Galleria Mario Iannelli is pleased to present the solo exhibition “Half my soul belongs to you” by Paula Doepfner from 6 October to 20 November 2021.

 

Paula Doepfner’s multimedia body of work encompasses textual works on paper, reinforced glass objects, installations in glass, ice and organic matter with sound performances. Her drawings, delineated in miniature script on fine Japanese paper, are based on sketches made while observing brain operations and autopsies at the Charité Berlin.

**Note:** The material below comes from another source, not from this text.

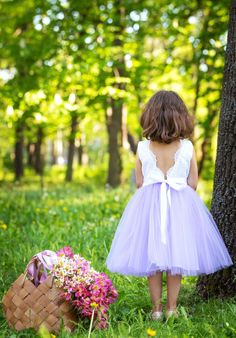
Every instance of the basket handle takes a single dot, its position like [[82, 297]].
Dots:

The texts themselves are drawn from medical documents on human rights and neuroscientific research and carry traces from philosophical and lyrical sources. Doepfner’s work combines various perspectives on states of mind, incorporates the passing of time and lays bare internal organic structures. Her work proceeds from what constitutes human experience, a complex combination of science, philosophy, literature and art.

 

Galleria Mario Iannelli presents a new drawing and new works in glass and ice by Paula Doepfner. The ice piece titled “I got a letter this morning” will melt during the exhibition and contains texts transcribed by the artist from poems by Giuseppe Ungaretti and Sylvia Plath. Doepfner’s drawing titled “The blues came along and drove my spirit away” (2021) consists of writing in the smallest of scripts. The lines of text in the drawing are taken from UN medical reports on the investigation and documentation of torture and from Robert Musil’s novel “Der Mann ohne Eigenschaften” (Engl. “The Man Without Qualities”). In the glass work entitled “I get the blues for you baby when I look up at the sun” (2021) Doepfner has transferred sketches of areas of the brain to large pieces of glass. These pieces of glass are reinforced panels that have been removed from the facades of buildings having been smashed during anticapitalist demonstrations.

 

In her works - which include textual drawings, sound performances and works in glass and ice - Paula Doepfner combines opposites and integrates distant temporalities as a means of visualizing the tensions present in human experience.